Keynotes
Keynote 1 — From regulations to implementations: Building information access systems in the public interest
Dr. Asia Biega, Max Planck Institute for Security and Privacy (MPI-SP)
Keynote Abstract
Policies and regulations are some of the pillars of responsible computing. Their goals are broad: from user data protection, through securing the rights of training data contributors, to addressing broader considerations such as protecting society from systemic risks. Yet, despite the growing number of such regulations, the practical implementation of their underlying requirements in information access systems often falls short. This talk will explore the computational and organizational factors contributing to these shortcomings and discuss how researchers and practitioners can contribute to improved governance of information access technologies in the public interest.
Speaker Bio
Dr. Asia Biega is a computer scientist and a tenure-track faculty member at the Max Planck Institute for Security and Privacy (MPI-SP) where she leads the interdisciplinary Responsible Computing group. Her research explores the intersection of computing and society, with a focus on tech governance & regulation, social responsibility, and digital well-being. She is a principal investigator in the CASA Cluster of Excellence and the FINDHR consortium, and has collaborated widely across disciplines and sectors. She has served as an external expert for the European Commission, a Steering Committee member of ACM FAccT, as well as the General Co-Chair of FAccT 2025, the biggest academic conference focusing on the societal impacts of computing. Her work has been recognized with Council of Europe’s Rodota Award for innovative research in data protection, SaTML Notable Reviewer Award, the GI-DBIS Dissertation Award of the German Informatics Society, and she has been named one of the 2025 “100 Brilliant Women in AI Ethics”.

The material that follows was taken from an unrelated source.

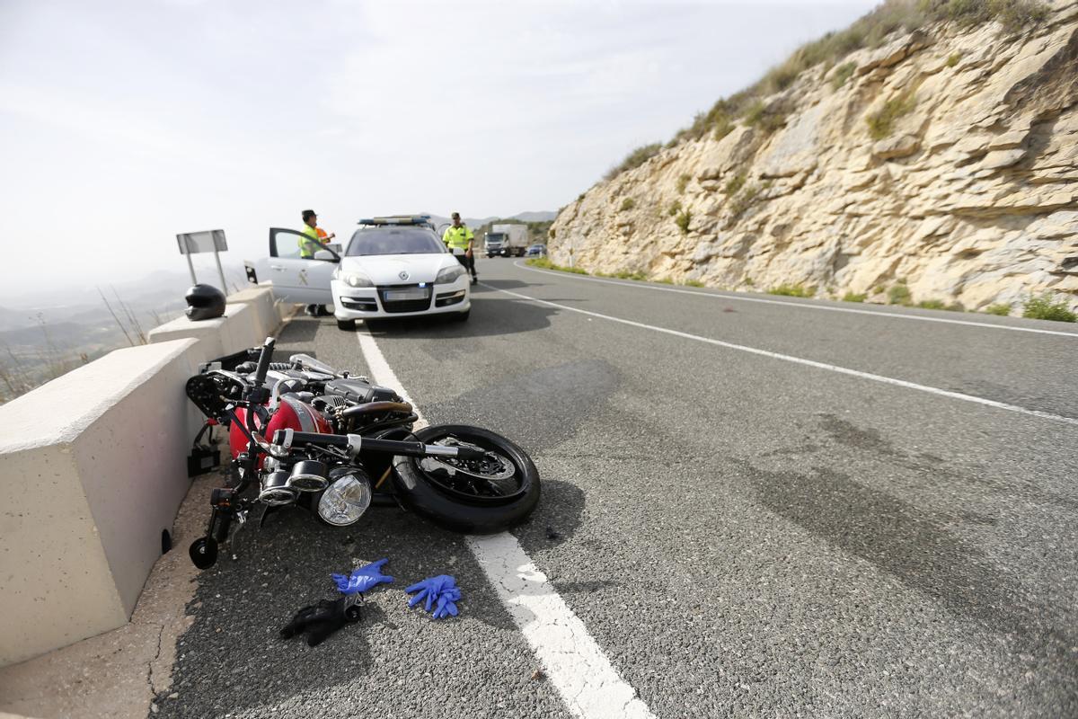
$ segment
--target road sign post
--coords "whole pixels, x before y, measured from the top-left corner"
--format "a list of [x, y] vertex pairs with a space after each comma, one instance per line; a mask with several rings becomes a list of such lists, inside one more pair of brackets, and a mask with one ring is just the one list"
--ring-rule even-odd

Keynote 2 - Multimodal Health Data: From Representation to Causal Understanding
Prof. Thomas Demeester, Ghent University
Keynote Abstract
Healthcare generates rich observational data in multiple modalities—including tabular records, clinical notes, medical images, and others. Effectively combining these modalities with expert knowledge, such as clinical rules and biomedical knowledge graphs, opens opportunities for predictive analytics, enhanced clinical decision support, and even answering causal questions. I aim to talk about our recent work in this area, including representation learning, information extraction, language model alignment, and causal effect estimation —with emphasis on the latter, as I strongly believe causal machine learning will only gain in importance in the future to support clinical practice and improve patient outcomes.
Speaker Bio
Thomas Demeester is an associate professor at the Internet Technology and Data Science Lab (IDLab), Ghent University - imec, Belgium, where he co-leads the Text-to-Knowledge research cluster. His research focuses on machine learning and AI with healthcare as a key application domain, exploring neuro-symbolic AI, energy-based models, diffusion models, and very recently causal inference. Thomas received his Ph.D. in electrical engineering from Ghent University in 2009, after which he moved to computer science, working in Information Retrieval (with the organization of DIR2012 in Ghent), natural language processing, and machine learning, including a stay at University College London’s Machine Reading lab in 2016. Since his appointment as assistant professor in 2019, he has built a research program bridging advanced machine learning and healthcare applications, collaborating with hospitals, biotech companies, and international research partners.